Matt Parker, president of the ministry, says the staff and kids have been kept safe, but prayers are greatly needed. “Wau is based upon a river, alongside a river, and a group came across the river and to the town carrying guns and started attacking one of the other tribes in the town. They were burning houses, killing people, looting houses as well and shops.

Matt says the situation is calmer now, and shops have reopened in the village. But the threat of more violence hangs like a dark cloud. “There is still a real sense of tension and a lot of rumors that that there might be another attack coming at some point in the near future, so it remains a very tense situation. Of course that’s really difficult for our staff and for our children during these times. We’re grateful for God’s protection, but as our director in South Sudan was telling me just a couple of days ago, we really need people’s prayers–continued prayers for that situation and for our ministry there. “


(Image courtesy of Kids Alive International)

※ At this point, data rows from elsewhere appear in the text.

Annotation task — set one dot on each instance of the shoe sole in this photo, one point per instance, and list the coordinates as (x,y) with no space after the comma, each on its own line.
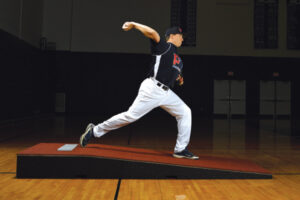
(83,135)
(89,126)
(192,158)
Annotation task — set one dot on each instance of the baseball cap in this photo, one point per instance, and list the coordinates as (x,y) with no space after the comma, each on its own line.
(174,30)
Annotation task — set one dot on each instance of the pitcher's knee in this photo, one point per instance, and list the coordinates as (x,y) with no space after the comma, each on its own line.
(187,111)
(130,117)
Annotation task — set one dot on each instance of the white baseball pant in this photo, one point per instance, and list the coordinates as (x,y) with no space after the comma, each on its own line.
(150,96)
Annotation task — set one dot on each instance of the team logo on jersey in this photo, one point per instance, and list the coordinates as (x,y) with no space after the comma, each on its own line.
(177,64)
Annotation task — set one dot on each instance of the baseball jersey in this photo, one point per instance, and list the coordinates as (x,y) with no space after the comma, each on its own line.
(166,65)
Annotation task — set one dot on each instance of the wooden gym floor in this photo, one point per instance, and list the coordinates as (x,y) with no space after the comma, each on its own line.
(260,141)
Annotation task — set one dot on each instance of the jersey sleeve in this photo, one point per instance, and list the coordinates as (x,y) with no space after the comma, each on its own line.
(158,48)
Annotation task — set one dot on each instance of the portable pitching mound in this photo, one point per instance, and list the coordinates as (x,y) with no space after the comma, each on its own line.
(55,160)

Though Kids Alive has connections with the UN and other organizations and is actively trying to build links with local government officials, it is the only organization providing quality care to street children in Wau. “Many of the kids who come to us are malnourished, need nutritious food and medical care. And so we are the only organization really that at the moment is providing for some of those needs: education that those kids need is absolutely critical, and of course the love of God, sharing with them the love that God has for them, and getting kids involved with local churches.”

What will it take to end the South Sudan crisis? Parker believes it’s summed up in one word: trust. “Both the government and the rebels are expressing that they want a transitional government, that they want to move forward. But the lack of trust means there are constant delays. There’s still hope, and discussions are still taking place. It’s absolutely essential that both the government and the rebels come to the table looking for just the right solution for South Sudanese people, putting aside some of their own selfish ambitions and interests for the sake of the people of South Sudan.”

Prayer is the priority for those wanting to support Kids Alive’s efforts in South Sudan. “Pray for a spirit of reconciliation that the government, that the various groups involved would really have a desire to find a peaceful solution and a positive way forth that they would put the people first. Pray for the continued protection of our staff and our kids.  Pray that more lives will be changed, and that we’re rescuing more children from the street despite what is going on, despite the conflict, we’re committed to doing more, rescuing more kids in the coming months.”